Vorsicht zerbrechlich ! startet mit dem Theatermacher

  • Jede Menge Feuerlöscher auf der Bühne, Flucht-, Löschpläne und beleuchtete Notausgänge. Das Schauspiel Dortmund hat 2015 einen Millionenbetrag erhalten und musste diesen zweckgebunden in Feuerschutzeinrichtungen anstatt in Schauspielequipment investieren. Doch der eigentliche Grund, weshalb Regisseur Kay Voges die „Feueraccsessoires“ in den Blickpunkt rückt, ist die Sorge des Staatsschauspielers Bruscon, der Feuerwehrhauptmann könne seine ganze Komödie ruinieren, indem er vollständige Dunkelheit zum Ende des Stückes nicht zulasse. Mit Thomas Bernhards „Theatermacher“ vom Schauspiel Dortmund beginnt das NRW-Theatertreffen fulminant.
  • Ausgerechnet im abgelegenen Dörfchen Utzbach mit 280 Einwohnern soll der grandiose Staatsschauspieler Bruscon seine Komödie „das Rad der Geschichte“ aufführen, in einem alten, modrigen Gasthaus. Andreas Beck als Bruscon macht das so überzeugend, wie er da steht oder sitzt und lamentiert über seine talentfreien erwachsenen Kinder, die auch mitspielen, über die Einöde und über Schauspielerinnen im allgemeinen und seine Frau im besonderen „der Hemmschuh der Schauspielerei“. Im Hintergrund steht mit Schürze und Pudelfrisur der arme Wirt (klasse Uwe Rohbeck), der auf Fingerschnippen ständig den Namen „Utzbach“ einwirft, weil es schlicht unter Bruscons Würde ist, sich so einen Namen auch noch zu merken. Sohn und Tochter lässt Bruscon rezitieren „Das Gewesene ist es. Das fortwährend Gewesene“. Doch tatsächlich klingt das so grauenhaft, dass Bruscon die Textpassagen kürzt. Zu allem Unglück hat sein Sohn noch einen eingegipsten Arm, der aus einem Sturz in einer früheren Vorstellung resultiert. Seine Frau hört man eigentlich nur husten und Bruscon beschwert sich, dass sie ihren Text ständig vergisst. Und dann halt die Sache mit dem Notlicht. Unter keinen Umständen darf zum Ende des Stückes das Notlicht leuchten, 5 Minuten lang ist unbedingt vollständige Dunkelheit zu garantieren. Deshalb spielt der Feuerwehrhauptmann eine Hauptrolle, ohne jemals in Erscheinung zu treten.

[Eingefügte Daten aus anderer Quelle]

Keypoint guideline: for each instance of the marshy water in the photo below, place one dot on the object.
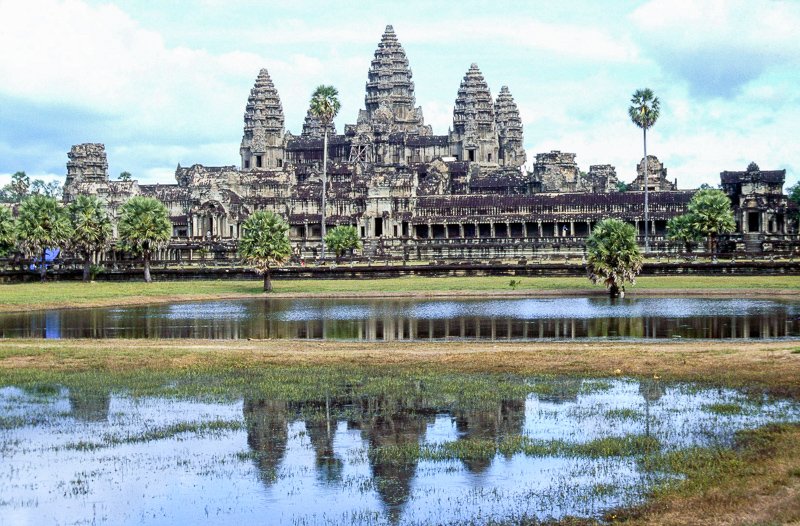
(421, 319)
(321, 446)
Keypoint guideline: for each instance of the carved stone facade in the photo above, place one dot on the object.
(410, 193)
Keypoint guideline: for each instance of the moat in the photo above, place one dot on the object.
(422, 319)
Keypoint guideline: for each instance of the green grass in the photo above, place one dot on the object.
(76, 294)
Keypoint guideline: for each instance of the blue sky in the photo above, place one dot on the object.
(162, 83)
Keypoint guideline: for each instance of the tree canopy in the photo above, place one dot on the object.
(645, 108)
(342, 239)
(325, 104)
(265, 243)
(91, 228)
(17, 189)
(42, 223)
(143, 226)
(682, 229)
(613, 255)
(711, 215)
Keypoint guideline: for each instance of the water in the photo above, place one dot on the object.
(88, 454)
(419, 319)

  • Und dann plötzlich schlüpfen die Schauspieler in die jeweils andere Rolle, Bruscon trägt Schürze und Pudelfrisur, der Wirt mit schütterem Haar und im karierten Anzug erklärt allen, dass und wovon er so genervt ist. Diese Metamorphose ist toll gemacht. War der Wirt eben noch ein kleines, unscheinbares Männchen im Hintergrund, das kaum mehr als „Utzbach“ stammeln konnte, ist er nun der Mann von Welt, der schon in seiner ganzen Körpersprache zum Ausdruck bringt, dass ohne ihn eh alles verloren ist. Trotzdem hat er einen Sprachfehler, verwechselt p und b, was aber relativ gesehen gar nicht so schlimm ist. Denn der neue Wirt kann kein F sprechen wie bei Familie. So sind die Gespräche zwischen Staatsschauspieler und Wirt schon ganz besonders. Und dann gibt es drei Wirte mit Pudelfrisur, Schürze und karierter Hose, weil auch Mutter (Janine Kreß) und Tochter (Alexandra Sinelnikova) die Rolle wechseln, aus Sohn Ferruccio (Christian Freund) wird Staatsschauspieler Bruscan, der die Angelegenheit auf die ihm eigene Art vorträgt, nämlich als Liedgut im Operettenstil oder osteuropäischen Chanson. Schließlich klettert das Töchterchen über die ersten 4 Stuhlreihen, lautgröhlend mit einer Lederjacke mit der Aufschrift „Fick deinen Vater“ und Klebestreifen auf den Brustwarzen. Zwischendurch kann man kurz den Eindruck haben, dass es etwas langatmig wird, doch urplötzlich kommt unglaublich viel Dynamik auf die Bühne. Ein energiegeladener, witziger Start des NRW-Theatertreffens.